We see that when increases in coffee price in places which grow more coffee, it pushes up the wages in those municipalities, wages have gone up so number of hours worked has gone up, making them engaged in production as workers, therefore they are not engaging in conflict. This is the opportunity cost mechanism
For oil, the rapacity mechanism seems to be in place because if we look as columns 3, 4 and 5, the effect of an oil price rise in places which produce oil, that increases capital revenue of that area (gain for government), but that also leads to political kidnapping as now they know that there is more revenue in that municipality by kidnapping a government official you can command a large ransom.
There are a large number of observations of 10,000 up to 50,000 as there 950 municipalities over so many years. These tables point out the asymmetries in terms of price shocks and conflict and tie them to the different mechanisms.
In terms of identification, it is pretty solid as it instruments a bunch of factors.
The last table basically sums up the idea that you can use other agricultural products and other natural resources (coal, gold) as the patterns are going to be largely similar. It is more about the nature of the good, natural resource becomes a rent channel, whereas if it is an agricultural product which requires hiring workers on farms then it is the opportunity cost.
Different commodity shocks affect violence dynamics through different channels, it is a nuanced picture between income shocks and which sector the income shock is coming from. Find that the fall in coffee prices disproportionally reduces the wages and work hours of rural workers in coffee municipalities.
This is like another dimension to the natural resource curse, it is saying that not only does that reduce production by incentivising people to get into grabbing, the possibility of civil war it is going to accentuate that as this is a source of income for these people. This is also because they find that oil price booms increase local government revenue generated by taxing natural resources and promote political kidnappings in the oil region.
"When writing an applied paper with policy, you are expected to spit out some policy recommendation. A I am not sure if anybody listens, B even if they listen much of it is not implemented in various contexts" - Anirban Mitra
Policy I: price stabilisation schemes which place a floor on the price of labour intensive commodities can help mitigate violence in the wake of price shocks. As if prices fall, the probability of people joining rebel groups is much higher.

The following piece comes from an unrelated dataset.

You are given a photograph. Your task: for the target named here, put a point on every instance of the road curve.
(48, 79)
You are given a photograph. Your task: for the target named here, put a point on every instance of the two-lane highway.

Policy II: since natural resource revenue is found to promote rapacity, improved monitoring may prevent these funds from fuelling conflict. If you decentralise you need to be careful as this gives the responsibility to local governments and if they are now dealing with a lot of money and do not have the military power to protect it, that might be a problem.
Finally, since funds leak through local governments, fiscal structure may interact with price shocks in affecting conflict outcomes. For example, price shocks to natural resources may increase predation when fiscal decentralisation transfers more revenue to lower levels of government.